Plein feux sur la BCE et les ventes d’obligations
Vendredi dernier, nous avons assisté à la publication d’une des principales séries de statistiques mensuelles: les “payrolls”, le rapport sur le marché de l’emploi américain. Ce rapport a encore gagné en importance maintenant que la banque centrale américaine prend davantage en considération la maximisation de l’emploi dans la mise en œuvre de sa politique.

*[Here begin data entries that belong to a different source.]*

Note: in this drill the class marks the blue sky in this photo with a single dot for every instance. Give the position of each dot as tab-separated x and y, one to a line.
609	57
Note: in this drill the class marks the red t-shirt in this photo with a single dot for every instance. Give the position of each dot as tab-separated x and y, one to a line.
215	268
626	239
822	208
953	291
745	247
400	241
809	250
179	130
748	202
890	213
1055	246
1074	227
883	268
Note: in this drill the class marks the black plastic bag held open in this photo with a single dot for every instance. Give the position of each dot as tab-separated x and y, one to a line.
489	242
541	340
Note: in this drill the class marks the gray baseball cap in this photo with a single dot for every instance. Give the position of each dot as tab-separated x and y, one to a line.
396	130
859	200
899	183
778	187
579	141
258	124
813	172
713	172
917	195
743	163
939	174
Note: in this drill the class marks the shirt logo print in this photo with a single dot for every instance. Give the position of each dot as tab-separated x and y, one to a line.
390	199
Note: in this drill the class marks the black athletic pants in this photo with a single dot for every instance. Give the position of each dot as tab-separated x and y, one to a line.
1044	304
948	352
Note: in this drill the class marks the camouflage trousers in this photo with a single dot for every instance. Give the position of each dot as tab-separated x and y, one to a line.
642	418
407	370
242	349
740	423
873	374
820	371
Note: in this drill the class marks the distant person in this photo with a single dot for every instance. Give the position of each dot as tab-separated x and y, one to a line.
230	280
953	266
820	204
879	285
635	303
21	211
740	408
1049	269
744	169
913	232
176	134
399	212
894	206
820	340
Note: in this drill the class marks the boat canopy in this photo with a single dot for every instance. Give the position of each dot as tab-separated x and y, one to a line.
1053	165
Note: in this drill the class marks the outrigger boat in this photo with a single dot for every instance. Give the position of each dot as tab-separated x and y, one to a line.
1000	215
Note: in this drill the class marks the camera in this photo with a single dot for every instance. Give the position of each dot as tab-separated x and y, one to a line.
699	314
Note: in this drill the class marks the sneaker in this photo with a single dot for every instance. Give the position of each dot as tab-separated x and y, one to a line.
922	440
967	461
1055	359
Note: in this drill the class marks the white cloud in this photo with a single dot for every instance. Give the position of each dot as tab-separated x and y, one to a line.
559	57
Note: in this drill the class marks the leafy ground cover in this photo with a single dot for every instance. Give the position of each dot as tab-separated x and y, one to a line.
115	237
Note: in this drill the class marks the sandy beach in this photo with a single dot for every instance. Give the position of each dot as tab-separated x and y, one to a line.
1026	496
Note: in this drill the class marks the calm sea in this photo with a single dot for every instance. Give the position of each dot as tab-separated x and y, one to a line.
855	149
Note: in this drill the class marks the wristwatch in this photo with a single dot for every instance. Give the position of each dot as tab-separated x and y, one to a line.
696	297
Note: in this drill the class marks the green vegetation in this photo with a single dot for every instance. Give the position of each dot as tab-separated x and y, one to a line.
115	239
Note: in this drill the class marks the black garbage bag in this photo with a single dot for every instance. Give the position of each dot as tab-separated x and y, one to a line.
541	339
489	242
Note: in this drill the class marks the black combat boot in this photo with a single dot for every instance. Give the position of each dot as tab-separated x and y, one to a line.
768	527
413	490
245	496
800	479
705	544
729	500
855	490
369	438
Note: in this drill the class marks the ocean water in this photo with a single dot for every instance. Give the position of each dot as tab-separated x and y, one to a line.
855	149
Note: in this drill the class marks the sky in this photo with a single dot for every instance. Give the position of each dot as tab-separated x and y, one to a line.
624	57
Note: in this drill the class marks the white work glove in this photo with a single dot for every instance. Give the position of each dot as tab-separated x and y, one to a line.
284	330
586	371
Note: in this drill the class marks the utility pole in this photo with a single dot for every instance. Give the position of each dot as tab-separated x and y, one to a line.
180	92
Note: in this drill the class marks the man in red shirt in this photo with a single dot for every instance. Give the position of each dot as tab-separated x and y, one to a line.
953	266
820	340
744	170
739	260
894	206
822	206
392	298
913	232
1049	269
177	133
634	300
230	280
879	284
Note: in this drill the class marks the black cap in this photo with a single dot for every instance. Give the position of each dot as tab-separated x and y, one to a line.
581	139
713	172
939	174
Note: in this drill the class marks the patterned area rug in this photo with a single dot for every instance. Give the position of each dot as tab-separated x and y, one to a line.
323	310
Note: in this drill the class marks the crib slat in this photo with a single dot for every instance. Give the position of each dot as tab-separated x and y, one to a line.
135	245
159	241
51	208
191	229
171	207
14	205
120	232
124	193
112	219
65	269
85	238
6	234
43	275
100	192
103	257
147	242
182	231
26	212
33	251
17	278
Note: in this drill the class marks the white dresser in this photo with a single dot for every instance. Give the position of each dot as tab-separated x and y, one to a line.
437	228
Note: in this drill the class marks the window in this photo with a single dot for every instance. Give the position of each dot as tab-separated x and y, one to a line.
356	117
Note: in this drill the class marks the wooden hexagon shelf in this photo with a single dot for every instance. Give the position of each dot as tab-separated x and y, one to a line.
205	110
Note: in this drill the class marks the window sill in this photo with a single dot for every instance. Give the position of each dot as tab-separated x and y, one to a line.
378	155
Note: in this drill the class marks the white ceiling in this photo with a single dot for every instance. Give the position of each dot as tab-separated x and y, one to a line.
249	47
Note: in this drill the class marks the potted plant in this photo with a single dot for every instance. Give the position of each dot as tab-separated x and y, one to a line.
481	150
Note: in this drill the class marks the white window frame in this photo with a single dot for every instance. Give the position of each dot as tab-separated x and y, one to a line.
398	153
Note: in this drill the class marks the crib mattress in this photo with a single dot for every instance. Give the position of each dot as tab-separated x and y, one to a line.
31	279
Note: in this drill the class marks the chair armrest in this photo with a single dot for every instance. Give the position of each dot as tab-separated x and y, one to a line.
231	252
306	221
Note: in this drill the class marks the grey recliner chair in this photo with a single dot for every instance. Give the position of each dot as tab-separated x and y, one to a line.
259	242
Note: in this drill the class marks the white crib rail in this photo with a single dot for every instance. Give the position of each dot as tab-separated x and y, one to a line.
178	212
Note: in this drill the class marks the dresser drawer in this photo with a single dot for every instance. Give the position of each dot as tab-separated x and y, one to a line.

Verdict? Les payrolls ont été bons, sans plus. 1 371 000 emplois se sont ajoutés en août, une baisse par rapport au mois dernier (1 734 000), mais un résultat malgré tout un peu plus positif que prévu. Le taux de chômage a cependant fortement diminué, passant de 10,2% à 8,4%. Ce dernier élément a été déterminant pour la réaction des marchés, en particulier les marchés des taux. Les taux à long terme américains ont grimpé et les taux à 30 ans atteignent même un très honorable 11 pb. Le recul du chômage est une bonne nouvelle, mais il faudra encore longtemps avant que l’emploi ne retrouve son niveau pré-coronavirus. Sur les quelque 22 millions d’emplois qui ont été perdus au printemps, nous n’en avons récupéré que la moitié. Le président de la Fed, Jerome Powell, a partagé cette analyse lors d’un entretien le vendredi même. En gardant à l’esprit les nouveaux accents politiques de la Fed, il a souligné le fait que la reprise dans des secteurs comme les voyages, les loisirs et l’horeca reste particulièrement difficile. Ce point est d’autant plus important que ces secteurs sont critiques pour l’emploi de groupes sociaux plus faibles. C’est pourquoi Powell a réitéré son plaidoyer en faveur d’un soutien fiscal supplémentaire. La Fed devra elle aussi soutenir longtemps l’économie avec des taux extrêmement bas. Selon son président, l’horizon se mesure en “années”. Dans ce contexte, la forte hausse des taux s’est maintenue aux États-Unis vendredi. Le marché est clairement toujours à la recherche d’un nouvel équilibre à la lumière du nouveau cadre politique de la Fed. Constat frappant: le dollar n’a pas profité de la forte hausse des taux (réels) aux États-Unis. Une fois de plus, la performance de la devise américaine déçoit.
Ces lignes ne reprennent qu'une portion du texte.